"We're interested in cause; that's why we often are doing observational research. Authors never face that head on, and don't really come to grips with it," says Andrew J. Vickers, PhD.
In this video, Andrew J. Vickers, PhD, discusses the rationale behind the publication, “Guidelines for reporting observational research in urology: The importance of clear reference to causality,” for which he served as the lead author. Vickers is the statistical editor for European Urology and.an attending research methodologist at Memorial Sloan Kettering Cancer Center in New York, New York.
I'm the statistical editor of European Urology, and I have colleagues on European Urology who are statisticians, Rodney Dunn, and Melissa Assel. Melissa is also a very senior statistical editor at Journal of Urology. So, everybody reads the urology literature; I keep up with urology literature. Then we get all the things that we have to peer review. The way that it works is pretty much every paper with substantive statistics that goes through European Urology or Journal of Urology is going to be seen by one of us. So, we read a very large volume of papers. It struck us that there was a repeated common problem in the papers that we were seeing. They were observational studies, and they hemmed and hawed about the question of causality.
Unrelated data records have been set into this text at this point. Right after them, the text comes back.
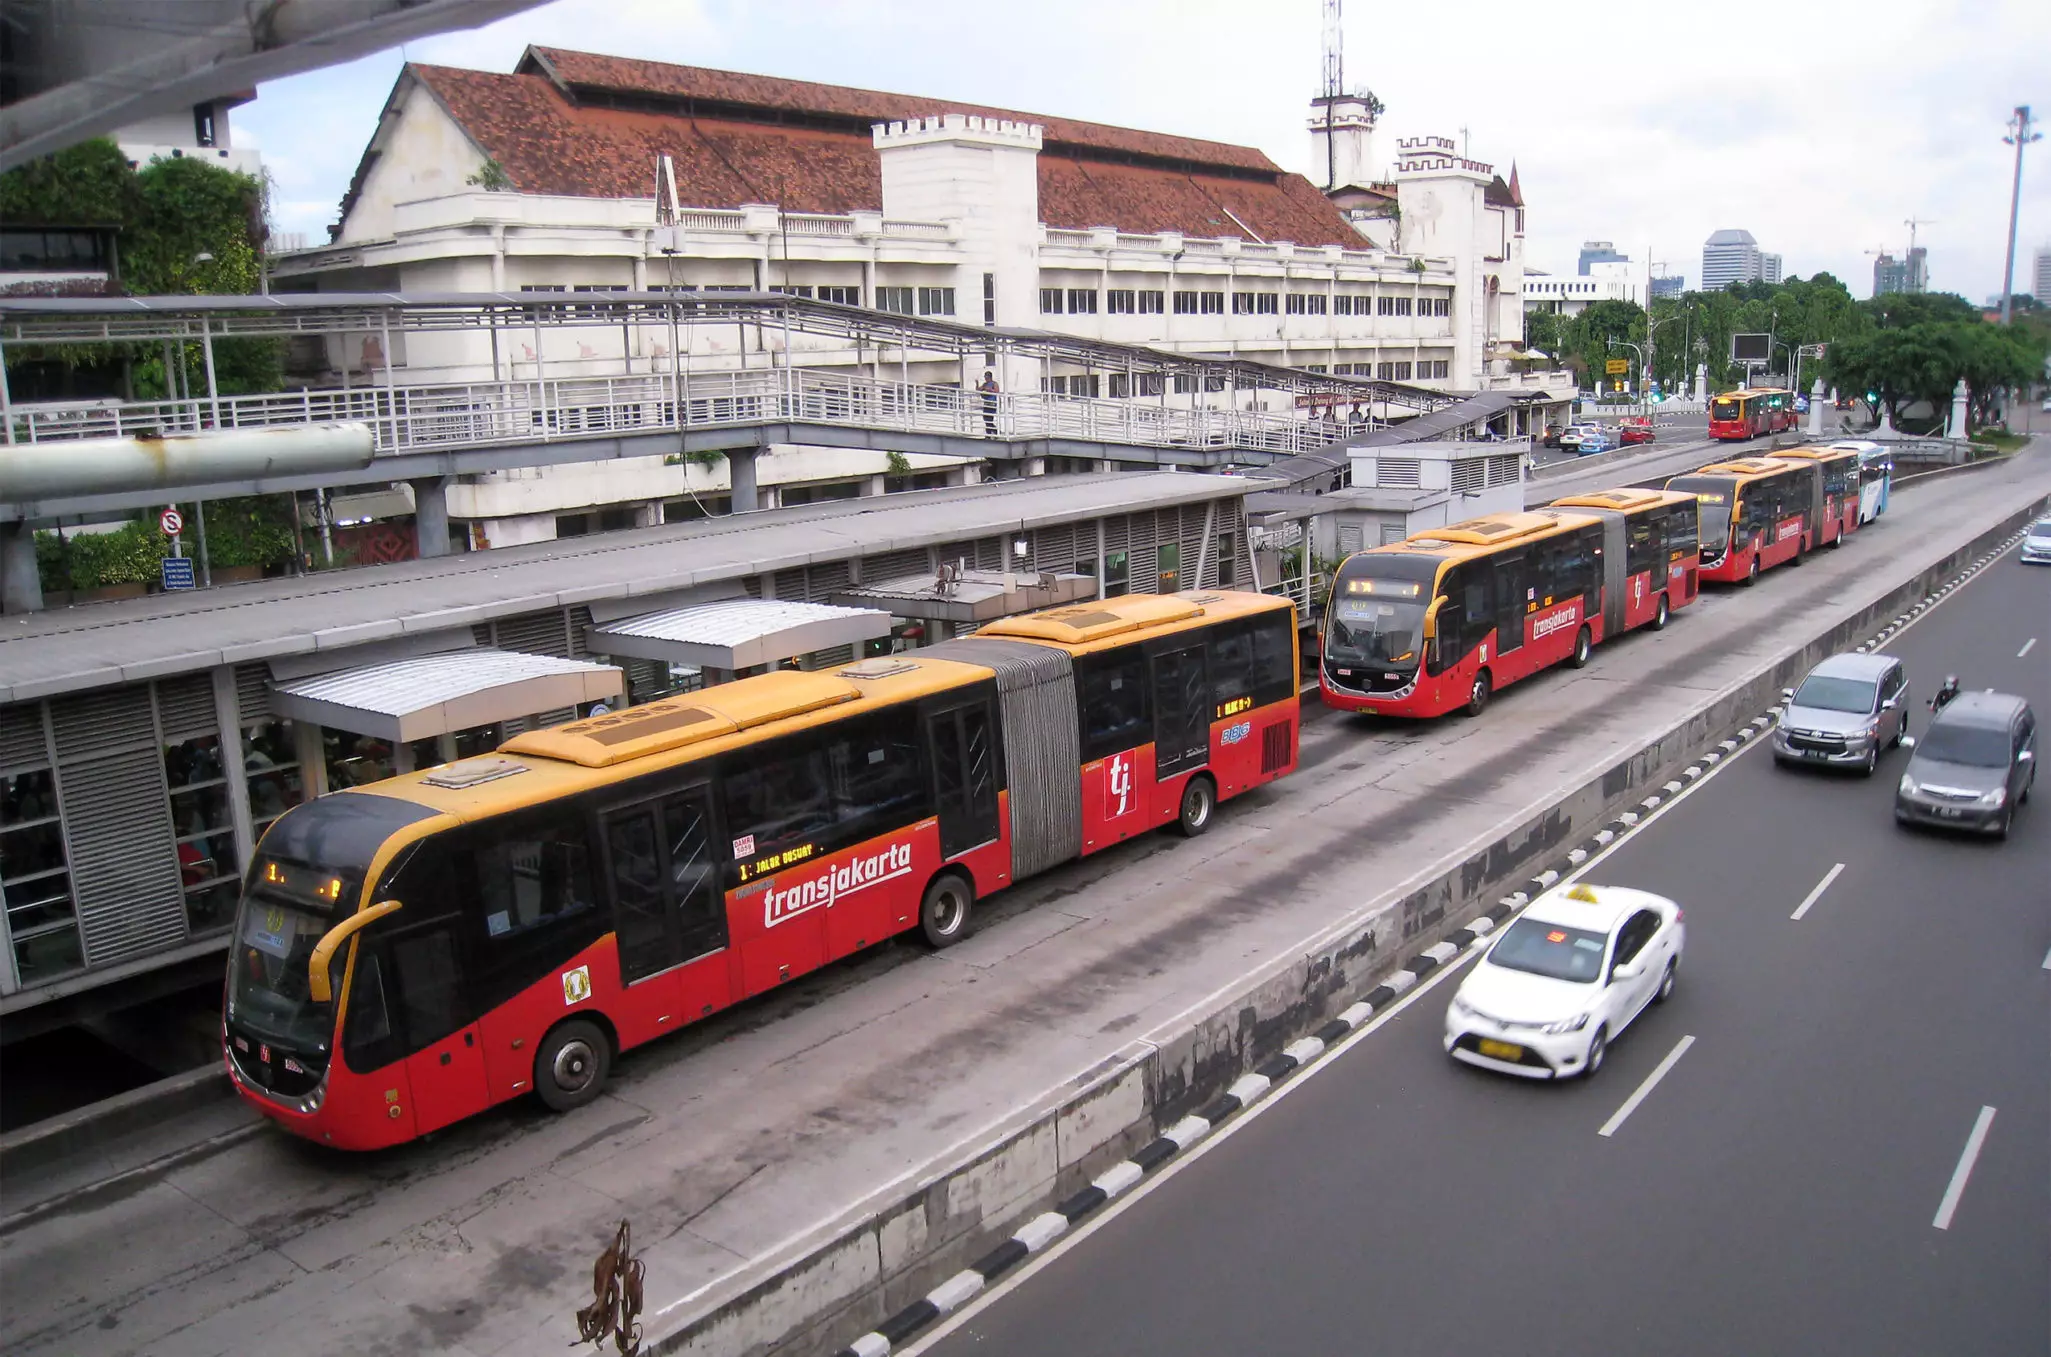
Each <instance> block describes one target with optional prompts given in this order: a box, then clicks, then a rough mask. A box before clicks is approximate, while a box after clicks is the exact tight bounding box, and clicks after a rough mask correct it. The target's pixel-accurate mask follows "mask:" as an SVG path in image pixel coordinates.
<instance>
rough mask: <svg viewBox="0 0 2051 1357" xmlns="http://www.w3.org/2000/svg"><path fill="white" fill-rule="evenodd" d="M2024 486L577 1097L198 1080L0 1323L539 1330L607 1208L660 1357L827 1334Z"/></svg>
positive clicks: (891, 1307) (194, 1351) (1593, 823)
mask: <svg viewBox="0 0 2051 1357" xmlns="http://www.w3.org/2000/svg"><path fill="white" fill-rule="evenodd" d="M2047 490H2051V457H2047V455H2045V453H2043V451H2028V453H2022V455H2018V457H2016V459H2012V461H2006V463H2000V465H1992V467H1979V469H1973V471H1961V474H1948V476H1936V478H1930V480H1928V482H1924V484H1920V486H1912V488H1905V490H1903V494H1901V498H1899V500H1897V504H1895V508H1893V510H1891V512H1889V517H1887V519H1883V521H1881V523H1879V525H1877V527H1873V529H1866V531H1862V533H1858V535H1854V537H1852V539H1850V543H1848V545H1846V547H1844V549H1842V551H1825V553H1819V556H1815V558H1813V560H1809V564H1805V566H1803V568H1799V570H1795V568H1788V570H1776V572H1772V574H1770V576H1766V580H1762V582H1760V584H1758V586H1756V588H1739V590H1727V592H1713V594H1708V597H1706V599H1702V601H1700V603H1698V605H1696V607H1692V609H1688V611H1684V613H1682V615H1680V617H1676V621H1674V625H1672V627H1670V629H1667V631H1663V633H1635V635H1631V638H1626V640H1620V642H1618V644H1614V646H1606V648H1602V650H1598V654H1596V660H1594V664H1592V666H1590V668H1587V670H1579V672H1567V670H1559V672H1549V674H1544V676H1540V679H1534V681H1530V683H1524V685H1516V687H1512V689H1505V691H1503V693H1501V695H1499V699H1497V701H1495V703H1493V705H1491V709H1489V713H1487V715H1485V717H1483V719H1479V722H1462V719H1448V722H1438V724H1430V726H1407V724H1405V726H1399V724H1386V722H1376V719H1374V717H1339V715H1327V713H1317V715H1313V717H1311V722H1309V728H1306V734H1304V763H1302V771H1300V773H1298V775H1296V777H1290V779H1284V781H1282V783H1278V785H1276V787H1272V789H1268V791H1263V793H1259V795H1251V797H1247V799H1243V801H1239V804H1231V806H1226V808H1224V814H1220V818H1218V822H1216V826H1214V828H1212V832H1210V834H1208V836H1204V838H1200V840H1196V842H1175V840H1169V838H1167V836H1149V838H1147V840H1142V842H1134V845H1126V847H1122V849H1118V851H1112V853H1105V855H1103V857H1097V859H1091V861H1085V863H1075V865H1069V867H1062V869H1056V871H1052V873H1048V875H1046V877H1040V879H1036V881H1032V883H1028V886H1026V888H1021V890H1015V892H1011V894H1009V896H999V898H997V900H993V902H989V906H987V908H984V912H982V931H980V933H978V937H974V939H970V941H966V943H962V945H958V947H954V949H950V951H946V953H941V955H925V953H919V951H915V949H909V947H880V949H874V951H870V953H866V955H861V957H855V959H851V961H849V963H841V965H835V968H831V970H829V972H825V974H818V976H812V978H806V980H802V982H798V984H794V986H790V988H786V990H781V992H777V994H773V996H769V998H767V1000H765V1002H753V1004H745V1006H742V1009H740V1011H736V1013H728V1015H722V1017H718V1019H714V1021H710V1023H706V1025H703V1027H697V1029H691V1031H689V1033H683V1035H679V1037H675V1039H671V1041H667V1043H658V1045H654V1047H648V1050H642V1052H636V1054H634V1056H630V1058H628V1060H626V1062H624V1064H621V1068H619V1070H617V1082H615V1086H613V1088H611V1093H609V1095H607V1097H603V1099H601V1101H599V1103H595V1105H591V1107H587V1109H585V1111H580V1113H576V1115H570V1117H550V1115H548V1113H544V1111H539V1109H537V1107H533V1105H529V1103H519V1105H513V1107H507V1109H500V1111H494V1113H488V1115H484V1117H478V1119H474V1121H470V1123H464V1125H457V1127H451V1129H449V1132H445V1134H441V1136H437V1138H433V1140H429V1142H423V1144H416V1146H406V1148H400V1150H396V1152H390V1154H381V1156H371V1158H349V1156H336V1154H330V1152H322V1150H318V1148H314V1146H306V1144H299V1142H291V1140H287V1138H283V1136H275V1134H269V1132H252V1129H250V1127H248V1119H246V1117H240V1113H238V1109H234V1107H232V1105H217V1107H215V1109H211V1111H207V1113H201V1115H193V1117H185V1119H168V1121H166V1123H164V1125H158V1127H152V1129H150V1132H144V1134H137V1136H131V1138H129V1142H125V1144H117V1146H103V1148H98V1150H96V1152H94V1154H92V1156H84V1158H78V1160H72V1162H64V1164H53V1166H47V1168H45V1170H43V1173H39V1175H37V1177H35V1181H33V1183H31V1185H21V1183H18V1181H14V1179H12V1177H10V1183H8V1193H6V1209H8V1216H6V1220H4V1224H0V1240H4V1248H6V1263H8V1275H10V1285H8V1298H6V1312H4V1316H0V1345H6V1349H8V1351H10V1353H23V1355H25V1353H76V1355H80V1357H86V1355H92V1353H127V1351H152V1353H172V1355H183V1353H228V1351H250V1349H252V1347H263V1349H265V1351H273V1353H328V1351H377V1349H379V1347H388V1349H396V1351H408V1349H439V1351H466V1353H527V1351H544V1349H550V1351H552V1349H554V1345H558V1343H566V1341H568V1339H570V1337H572V1334H574V1324H572V1320H570V1312H572V1310H574V1308H576V1306H580V1304H587V1302H589V1277H591V1271H589V1269H591V1263H593V1259H595V1257H597V1252H599V1248H603V1246H605V1242H607V1240H609V1238H611V1230H613V1226H615V1224H617V1220H619V1218H621V1216H626V1218H632V1222H634V1238H636V1244H638V1250H640V1252H642V1255H644V1257H646V1265H648V1312H646V1314H644V1322H646V1324H648V1332H650V1339H654V1347H656V1349H660V1351H706V1353H742V1351H749V1349H753V1347H757V1345H759V1343H767V1341H771V1339H781V1337H786V1334H798V1337H796V1341H794V1347H792V1351H810V1349H831V1347H833V1345H837V1343H845V1341H849V1339H853V1337H855V1334H859V1332H861V1330H866V1328H870V1326H874V1324H876V1322H880V1320H884V1316H888V1314H892V1312H894V1310H898V1308H900V1306H904V1304H909V1302H913V1300H917V1298H919V1296H923V1293H925V1291H927V1289H929V1287H933V1285H935V1283H939V1281H941V1279H946V1277H950V1275H952V1273H956V1271H958V1269H962V1267H964V1265H966V1263H968V1261H970V1259H974V1257H980V1255H982V1252H984V1250H989V1248H991V1246H993V1244H997V1242H1001V1240H1003V1238H1005V1236H1007V1234H1009V1232H1011V1230H1015V1228H1017V1226H1019V1224H1021V1222H1023V1220H1028V1218H1030V1216H1034V1214H1036V1211H1042V1209H1046V1207H1048V1205H1050V1203H1052V1201H1054V1199H1058V1197H1060V1195H1067V1193H1071V1191H1075V1189H1077V1187H1081V1185H1083V1183H1087V1179H1089V1177H1091V1175H1095V1173H1099V1170H1105V1168H1110V1166H1112V1164H1116V1162H1118V1160H1122V1158H1124V1156H1126V1154H1130V1152H1134V1150H1136V1148H1138V1146H1140V1144H1144V1142H1149V1140H1151V1138H1153V1136H1155V1134H1157V1132H1159V1129H1161V1127H1167V1125H1169V1123H1171V1121H1175V1119H1177V1117H1179V1115H1183V1113H1185V1111H1192V1109H1194V1107H1198V1105H1202V1103H1204V1101H1206V1099H1210V1097H1212V1095H1214V1093H1218V1091H1222V1088H1224V1084H1226V1082H1231V1080H1233V1078H1237V1076H1239V1074H1241V1072H1243V1070H1245V1068H1249V1066H1251V1064H1253V1062H1257V1060H1263V1058H1265V1056H1270V1054H1274V1052H1276V1050H1280V1045H1284V1043H1288V1041H1292V1039H1294V1037H1298V1035H1302V1033H1304V1031H1311V1029H1315V1027H1317V1023H1319V1021H1323V1019H1325V1017H1329V1015H1331V1013H1333V1011H1335V1006H1337V1004H1345V1002H1352V1000H1354V998H1358V996H1360V994H1362V992H1366V990H1368V988H1370V986H1372V982H1374V978H1376V976H1378V974H1380V972H1384V970H1386V968H1389V965H1393V963H1397V961H1401V959H1403V957H1409V955H1413V951H1415V949H1417V947H1425V945H1430V943H1432V941H1436V939H1438V937H1442V935H1444V933H1446V931H1450V929H1454V927H1456V924H1458V922H1460V920H1462V918H1466V916H1469V914H1473V912H1475V910H1479V908H1481V906H1483V904H1489V902H1493V900H1495V896H1497V894H1499V892H1501V890H1503V881H1505V879H1510V877H1518V875H1528V873H1530V871H1534V869H1538V867H1542V865H1549V863H1546V857H1549V855H1563V853H1565V851H1567V847H1569V845H1573V842H1577V838H1579V836H1585V834H1587V832H1592V830H1594V826H1596V824H1602V822H1604V818H1606V816H1610V814H1614V812H1616V808H1618V806H1622V804H1624V801H1635V799H1637V797H1641V795H1645V791H1647V789H1653V787H1657V785H1659V781H1661V779H1665V777H1670V775H1672V773H1670V771H1672V769H1678V767H1680V765H1682V763H1686V758H1690V756H1692V754H1694V752H1698V750H1702V748H1706V746H1711V744H1715V740H1717V738H1721V736H1723V734H1729V732H1731V730H1735V728H1737V726H1739V724H1741V722H1743V719H1750V717H1752V715H1756V711H1758V709H1760V705H1762V699H1760V695H1762V693H1766V691H1772V693H1778V685H1780V683H1782V670H1784V668H1786V664H1788V656H1791V654H1797V652H1801V650H1803V648H1805V646H1811V644H1813V642H1815V640H1817V638H1819V635H1823V633H1827V631H1832V629H1834V625H1836V623H1844V625H1842V627H1840V631H1844V633H1848V631H1850V627H1852V621H1854V619H1858V621H1864V623H1868V621H1871V617H1875V615H1879V613H1883V611H1885V615H1889V617H1891V615H1895V613H1897V611H1901V613H1905V611H1907V607H1905V603H1903V601H1905V599H1907V597H1909V592H1912V590H1914V594H1916V597H1918V599H1920V597H1922V592H1926V588H1928V582H1930V580H1936V578H1938V576H1948V572H1951V570H1953V568H1955V566H1957V564H1959V562H1961V560H1967V558H1969V551H1967V547H1969V543H1973V541H1975V539H1985V537H1989V535H1996V533H2000V535H2010V533H2012V531H2014V527H2016V525H2020V521H2022V517H2024V515H2026V512H2028V508H2030V506H2035V504H2037V502H2041V500H2043V496H2045V494H2047ZM1643 1045H1649V1043H1647V1041H1641V1043H1639V1047H1643ZM1620 1082H1624V1080H1622V1078H1616V1080H1614V1082H1612V1084H1610V1086H1614V1084H1620ZM1961 1134H1963V1127H1961ZM1360 1220H1362V1238H1368V1236H1372V1230H1370V1224H1368V1222H1370V1216H1368V1211H1362V1214H1360ZM1208 1285H1212V1287H1214V1289H1222V1287H1216V1283H1208Z"/></svg>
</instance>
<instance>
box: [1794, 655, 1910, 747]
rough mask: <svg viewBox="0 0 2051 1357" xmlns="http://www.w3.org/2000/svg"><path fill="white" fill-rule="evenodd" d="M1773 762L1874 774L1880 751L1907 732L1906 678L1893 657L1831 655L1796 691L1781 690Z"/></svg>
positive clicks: (1907, 704) (1903, 734)
mask: <svg viewBox="0 0 2051 1357" xmlns="http://www.w3.org/2000/svg"><path fill="white" fill-rule="evenodd" d="M1780 695H1782V697H1784V699H1786V709H1784V711H1782V713H1780V726H1776V728H1774V763H1780V765H1788V763H1813V765H1819V767H1836V769H1858V771H1860V773H1864V775H1866V777H1873V769H1875V765H1877V763H1879V760H1881V750H1887V748H1893V746H1895V744H1901V736H1905V734H1907V730H1909V676H1907V670H1905V668H1901V660H1897V658H1895V656H1862V654H1842V656H1829V658H1827V660H1823V662H1821V664H1817V666H1815V668H1811V670H1809V676H1807V679H1803V681H1801V687H1799V689H1782V693H1780Z"/></svg>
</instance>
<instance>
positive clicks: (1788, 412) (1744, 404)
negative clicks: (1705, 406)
mask: <svg viewBox="0 0 2051 1357" xmlns="http://www.w3.org/2000/svg"><path fill="white" fill-rule="evenodd" d="M1788 428H1795V392H1784V389H1780V387H1756V389H1754V387H1747V389H1737V392H1725V394H1723V396H1713V398H1711V402H1708V437H1711V439H1758V437H1760V435H1766V433H1784V430H1788Z"/></svg>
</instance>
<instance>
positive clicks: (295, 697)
mask: <svg viewBox="0 0 2051 1357" xmlns="http://www.w3.org/2000/svg"><path fill="white" fill-rule="evenodd" d="M621 687H624V683H621V672H619V670H617V668H613V666H611V664H591V662H589V660H562V658H556V656H533V654H521V652H517V650H455V652H449V654H435V656H416V658H410V660H388V662H381V664H359V666H355V668H340V670H332V672H326V674H310V676H306V679H291V681H285V683H273V685H271V711H273V713H277V715H283V717H289V719H295V722H314V724H318V726H328V728H332V730H351V732H355V734H359V736H371V738H377V740H425V738H429V736H441V734H449V732H455V730H470V728H472V726H490V724H492V722H507V719H513V717H519V715H535V713H539V711H560V709H564V707H576V705H580V703H589V701H599V699H605V697H617V695H619V691H621Z"/></svg>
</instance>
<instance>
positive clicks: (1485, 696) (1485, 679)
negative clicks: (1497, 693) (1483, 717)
mask: <svg viewBox="0 0 2051 1357" xmlns="http://www.w3.org/2000/svg"><path fill="white" fill-rule="evenodd" d="M1491 687H1493V685H1491V683H1489V670H1481V672H1479V674H1475V687H1471V689H1469V691H1466V713H1469V715H1481V713H1483V711H1487V709H1489V689H1491Z"/></svg>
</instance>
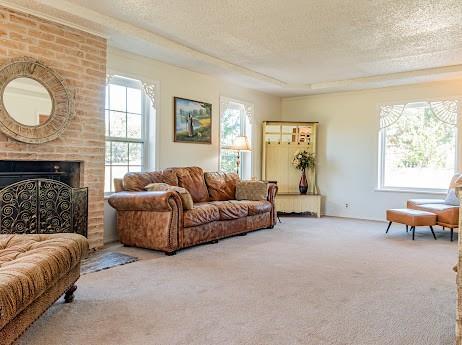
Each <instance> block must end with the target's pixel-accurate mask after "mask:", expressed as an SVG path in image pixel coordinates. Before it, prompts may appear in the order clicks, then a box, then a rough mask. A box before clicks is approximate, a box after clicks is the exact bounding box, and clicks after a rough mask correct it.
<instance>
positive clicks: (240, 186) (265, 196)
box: [236, 181, 268, 201]
mask: <svg viewBox="0 0 462 345" xmlns="http://www.w3.org/2000/svg"><path fill="white" fill-rule="evenodd" d="M267 198H268V184H267V183H266V182H263V181H237V183H236V200H253V201H258V200H266V199H267Z"/></svg>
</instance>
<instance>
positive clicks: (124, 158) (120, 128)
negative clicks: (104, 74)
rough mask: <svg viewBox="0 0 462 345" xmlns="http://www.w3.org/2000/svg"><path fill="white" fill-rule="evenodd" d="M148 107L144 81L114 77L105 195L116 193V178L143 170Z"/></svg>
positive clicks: (106, 166) (148, 111)
mask: <svg viewBox="0 0 462 345" xmlns="http://www.w3.org/2000/svg"><path fill="white" fill-rule="evenodd" d="M149 107H150V103H149V100H148V98H147V96H146V95H145V92H144V90H143V85H142V83H141V81H139V80H134V79H129V78H125V77H120V76H111V78H110V79H109V82H108V84H107V85H106V104H105V120H106V159H105V183H104V192H105V193H110V192H113V191H114V185H113V182H112V181H113V180H114V178H122V177H123V176H124V175H125V174H126V173H127V172H131V171H135V172H137V171H142V170H143V169H144V166H145V157H146V145H145V140H146V137H147V135H146V125H145V124H146V123H147V120H148V119H147V118H148V115H147V114H148V113H149Z"/></svg>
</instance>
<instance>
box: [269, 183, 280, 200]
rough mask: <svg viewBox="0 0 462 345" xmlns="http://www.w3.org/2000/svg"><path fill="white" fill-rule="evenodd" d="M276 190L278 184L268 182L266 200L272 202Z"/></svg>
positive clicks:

Causality is generally what we want to know. So, for example, we were just discussing this morning, there's some research on Viagra and biochemical recurrence after radical prostatectomy. The only point in doing that research is to think about cause. Does Viagra cause an increase in recurrence rates? Because if it does, we should maybe advise patients not to take Viagra. And yet the papers on it never say, "We're worried that Viagra causes an increase in recurrence rate." In fact, most of these papers never say the word cause or causal or causative. There is no reference to cause. They start by saying something general about prostate cancer and then something general about [how] Viagra is taken by prostate cancer patients, then the hypothesis is something like is there an association between Viagra and biochemical recurrence. Then of course, all the stats methods will talk about control of confounding, which is bizarre because you control confounders to establish cause. That's why you do it, but they don't say that's why they're doing it; they're saying it's to adjust.
Then an odd thing happens in the discussion section. Causal language is then used without being explicit about it. So, words like "impact" or "caution is advised" or "patient should avoid" is used somewhere in the discussion. Then there is the generic boiler plate, Get Out of Jail Free card, "correlation does not prove causation". And then you go back to the very end, the final conclusion is something such as "there may be an association between Viagra and biochemical recurrence," which I guess that may be right. That's why we did the study in the first place. And if you said there is an association, then what do you do with that? We're interested in cause; that's why we often are doing observational research. Authors never face that head on, and don't really come to grips with it. So, that was the problem, and that's why we decided to write these guidelines.
This transcription has been edited for clarity.